From the Wikipedia XY Problem entry.
The real issue ("X") of the person asking for help is obscured, because instead of asking directly about issue X, they ask how to solve a secondary issue ("Y") which they believe will allow them to resolve issue X.
For the last month or so I've been making a card game as a personal project. I'm using JS and the PhaserJS game engine to get better at both because why not. Tonight, I was working on building a pyramid of cards, setting up an abstraction. When you click on a card, it gets an array of the selected cards children, ones it covers. It then goes to all children cards and removes the clicked card from the childs list of parents. When any card's parent list is zero length, the card goes face up.
But it wouldn't work. Instead of removing the one card as a parent, it was just completely clearing the array. Why? What the hell is wrong with you?
array.filter runs, ALL the relevant variables are becoming undefined? What, why?
So I dig and dig. Web searches, info about
array.filter, etc... and nothin works. Finally I break down and post to Stack Overflow. A Nice Guy (rarity these days) hops on the comments pretty quickly and makes some suggestions, including a couple of links on variable scope.
. . . Do you see it? the XY Problem?
I spent a good 5 hours trying to figure out why my variables were being cleared, only to be reminded that they were completely out of scope inside the callback function of
array.filter. I mean, I knew that's how it should work but I was so zoned in on "shit disappearing" that I couldn't see the forest for the trees.

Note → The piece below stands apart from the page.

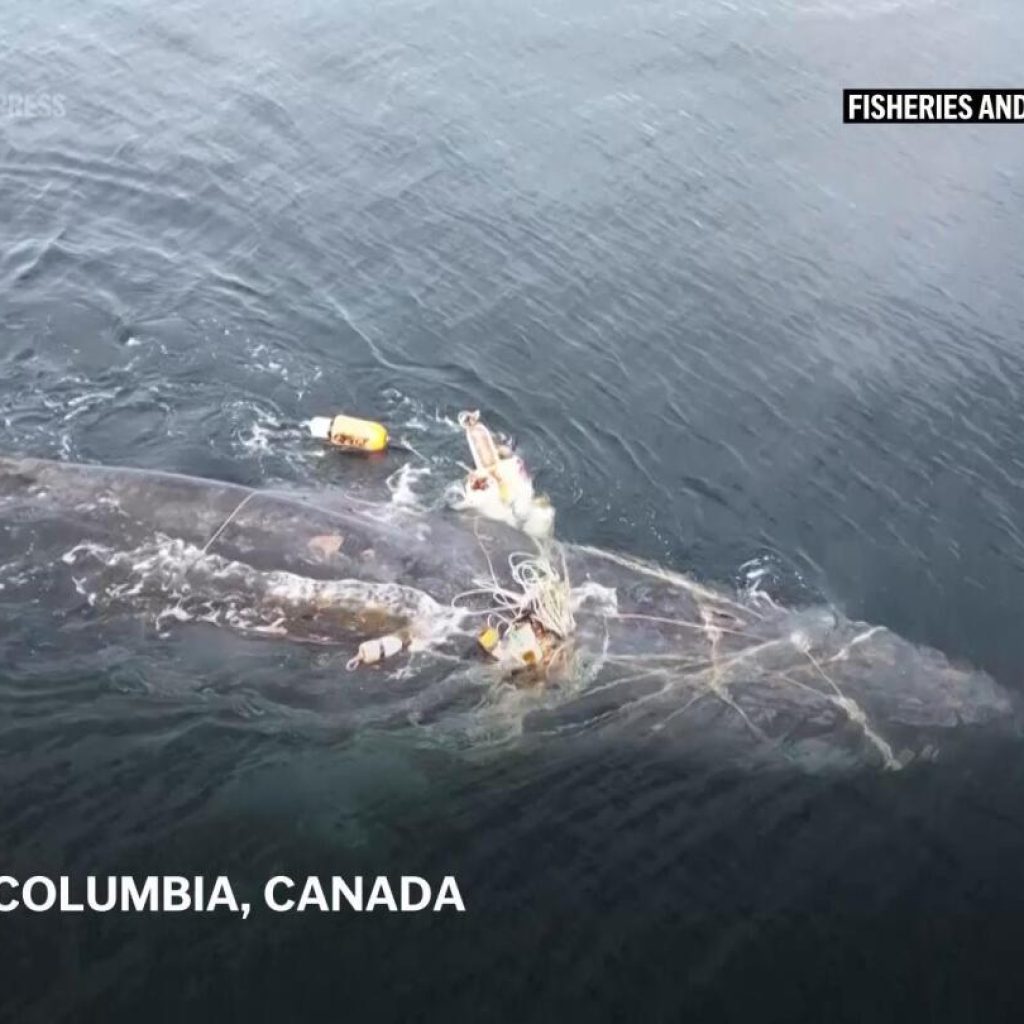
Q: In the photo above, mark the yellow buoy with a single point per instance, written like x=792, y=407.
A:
x=488, y=639
x=350, y=432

Even better (or worse, depending on how you look at it), with the blinders on, I completely missed the actual problem. I had fully forgotten that the real question at hand had nothing to do with variable scope involving callback functions. It was about an array being cleared.
Once I reminded myself of what the true problem was, it took an almighty several seconds to fix it.
The true solution? Look at line 131 in the images.
The moral of the story is this:
When you hear hooves, think horses, not zebras.
If you're having an impossible problem where something reliable seems to have gone completely off the deep end, you're most likely looking in the wrong place for the problem. Take a step back, defocus for a minute, grab the rubber duck off your desk and have a nice relaxed conversation.